Voting Interest Considerations
The new regulations also introduce a provision titled “Voting Interest for Purposes of Critical Technology Mandatory Declarations” that provides criteria for identifying which investors in the foreign buyer’s ownership chain are relevant for determining whether a mandatory declaration is required. Additionally, if a foreign investor holds a 25 percent voting interest, directly or indirectly, in the foreign buyer, parties must consider the license and authorization requirements for that foreign investor’s country separately if it is different from the foreign buyer’s country.
Role of Due Diligence
The new regulations define the requirements of a “U.S. regulatory authorization” under four distinct export regimes:
A license or approval issued by the Department of State under the International Traffic in Arms Regulations (ITAR);
A license from the Department of Commerce under the Export Administration Regulations (EAR);
A specific or general authorization from the Department of Energy; and
A specific license from the Nuclear Regulatory Commission.
The changes mark a shift away from an industry-based focus (i.e., reviewing NAICS codes of the U.S. business) to particular export controls applicable to the critical technologies. The modifications are likely to streamline the mandatory declaration analysis for many businesses. At the same time, the new rule increases mandatory declarations for transactions involving critical technologies and for foreign investors in countries imposing more significant export controls.

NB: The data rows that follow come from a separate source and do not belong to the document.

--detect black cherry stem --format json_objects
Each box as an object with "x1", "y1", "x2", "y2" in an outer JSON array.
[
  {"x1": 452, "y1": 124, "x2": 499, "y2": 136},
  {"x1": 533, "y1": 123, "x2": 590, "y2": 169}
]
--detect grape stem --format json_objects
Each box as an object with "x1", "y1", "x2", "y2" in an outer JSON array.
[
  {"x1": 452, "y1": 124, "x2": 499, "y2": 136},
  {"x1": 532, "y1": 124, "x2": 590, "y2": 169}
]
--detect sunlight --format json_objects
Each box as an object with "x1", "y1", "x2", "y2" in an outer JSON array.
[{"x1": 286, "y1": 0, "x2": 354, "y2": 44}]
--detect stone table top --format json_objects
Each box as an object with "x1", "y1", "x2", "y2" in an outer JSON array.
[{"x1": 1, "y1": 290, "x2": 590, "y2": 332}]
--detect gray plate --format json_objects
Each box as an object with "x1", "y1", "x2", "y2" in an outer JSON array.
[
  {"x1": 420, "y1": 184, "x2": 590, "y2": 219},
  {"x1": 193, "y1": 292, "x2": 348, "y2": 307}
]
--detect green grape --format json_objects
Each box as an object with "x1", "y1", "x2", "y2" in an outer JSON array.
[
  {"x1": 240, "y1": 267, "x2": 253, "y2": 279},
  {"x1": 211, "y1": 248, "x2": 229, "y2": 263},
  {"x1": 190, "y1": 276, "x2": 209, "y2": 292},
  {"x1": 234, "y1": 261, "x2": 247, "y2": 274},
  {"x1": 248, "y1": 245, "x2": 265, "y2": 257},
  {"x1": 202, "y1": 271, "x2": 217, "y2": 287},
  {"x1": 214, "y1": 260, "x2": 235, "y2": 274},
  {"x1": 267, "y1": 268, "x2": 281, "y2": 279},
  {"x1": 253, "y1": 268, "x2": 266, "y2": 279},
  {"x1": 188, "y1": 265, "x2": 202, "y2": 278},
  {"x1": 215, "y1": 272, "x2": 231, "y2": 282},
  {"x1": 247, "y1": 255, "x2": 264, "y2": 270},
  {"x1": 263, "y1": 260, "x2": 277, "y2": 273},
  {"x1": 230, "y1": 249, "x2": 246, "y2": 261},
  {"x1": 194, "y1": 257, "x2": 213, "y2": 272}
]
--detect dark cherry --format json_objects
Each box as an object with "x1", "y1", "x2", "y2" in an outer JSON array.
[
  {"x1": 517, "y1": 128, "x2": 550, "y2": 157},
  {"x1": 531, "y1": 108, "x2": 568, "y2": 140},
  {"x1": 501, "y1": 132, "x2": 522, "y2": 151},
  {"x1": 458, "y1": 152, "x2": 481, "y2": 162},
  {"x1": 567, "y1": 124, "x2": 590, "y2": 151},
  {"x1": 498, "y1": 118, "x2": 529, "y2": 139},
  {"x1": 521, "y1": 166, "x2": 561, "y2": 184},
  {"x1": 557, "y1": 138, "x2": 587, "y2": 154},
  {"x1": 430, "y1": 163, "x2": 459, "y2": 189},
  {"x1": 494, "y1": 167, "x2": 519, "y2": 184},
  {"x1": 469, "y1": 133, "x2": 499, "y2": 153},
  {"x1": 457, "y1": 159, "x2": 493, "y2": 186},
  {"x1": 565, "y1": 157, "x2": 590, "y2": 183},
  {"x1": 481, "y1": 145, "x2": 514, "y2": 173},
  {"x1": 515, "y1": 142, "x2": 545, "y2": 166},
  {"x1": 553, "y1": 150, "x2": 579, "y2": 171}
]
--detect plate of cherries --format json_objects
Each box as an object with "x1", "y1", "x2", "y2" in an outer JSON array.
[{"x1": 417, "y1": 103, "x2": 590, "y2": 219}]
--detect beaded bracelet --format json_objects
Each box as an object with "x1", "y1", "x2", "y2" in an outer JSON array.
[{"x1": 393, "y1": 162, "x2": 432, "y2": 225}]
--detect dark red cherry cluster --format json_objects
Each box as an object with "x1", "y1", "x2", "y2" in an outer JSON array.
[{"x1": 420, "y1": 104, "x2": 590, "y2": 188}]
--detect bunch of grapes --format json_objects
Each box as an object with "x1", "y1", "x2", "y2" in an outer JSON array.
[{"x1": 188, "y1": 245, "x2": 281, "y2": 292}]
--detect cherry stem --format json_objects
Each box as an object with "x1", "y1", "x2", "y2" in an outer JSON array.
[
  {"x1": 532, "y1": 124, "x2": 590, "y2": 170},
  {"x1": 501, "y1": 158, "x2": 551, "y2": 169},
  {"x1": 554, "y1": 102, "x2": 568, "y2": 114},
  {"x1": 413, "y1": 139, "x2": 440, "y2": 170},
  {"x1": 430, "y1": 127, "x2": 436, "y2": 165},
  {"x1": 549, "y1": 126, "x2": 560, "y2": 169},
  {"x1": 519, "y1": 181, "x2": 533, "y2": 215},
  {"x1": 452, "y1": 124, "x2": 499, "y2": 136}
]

Consideration of New Exceptions
The new regulations provide three exceptions that excuse mandatory filings where the foreign person and critical technologies would qualify for certain license exceptions under the Export Administration Regulations. These available license exceptions are:
Technology and Software Unrestricted (TSU) (15 C.F.R. § 740.13), which relates to the transfer of broadly available technology;
Encryption Commodities, Software, and Technology (ENC), paragraph (b) (15 C.F.R. § 740.17(b)), which applies to certain encryption items; and
Strategic Trade Authorization (STA), paragraph (c)(1) (15 C.F.R. § 740.20(c)(1)), which applies to certain controlled items and technology for transfer to certain allies of the United States.
Where (1) a license is required to send the technology to the foreign investor and (2) an export of the critical technology between the parties does not qualify for an exception, a mandatory filing is required. However, existing exemptions for foreign persons qualifying for “excepted foreign investor” status or that are subject to a foreign ownership, control, or influence (FOCI) agreement and operate under a valid facility security will continue to apply.
CFIUS Filing Process
The new rule does not change CFIUS’s mandatory declaration process, which remains as follows:
Parties must file at least 30 days prior to a transaction’s expected completion date.
CFIUS will have 30 days to take action on a declaration.
Parties to a transaction required to be filed with CFIUS may instead choose to file a notice under CFIUS’s standard procedures.
A civil monetary penalty can be assessed up to the value of the transaction where parties fail to file a mandatory declaration.
The new regulations bring CFIUS’s mandatory review of foreign investments in critical U.S. technologies in alignment with export control regimes. As a result, a broader set of transactions are likely to be subject to mandatory review by CFIUS. Parties should promptly determine, ideally early in due diligence, whether a contemplated transaction involves “critical technologies” and requires a mandatory notification to CFIUS.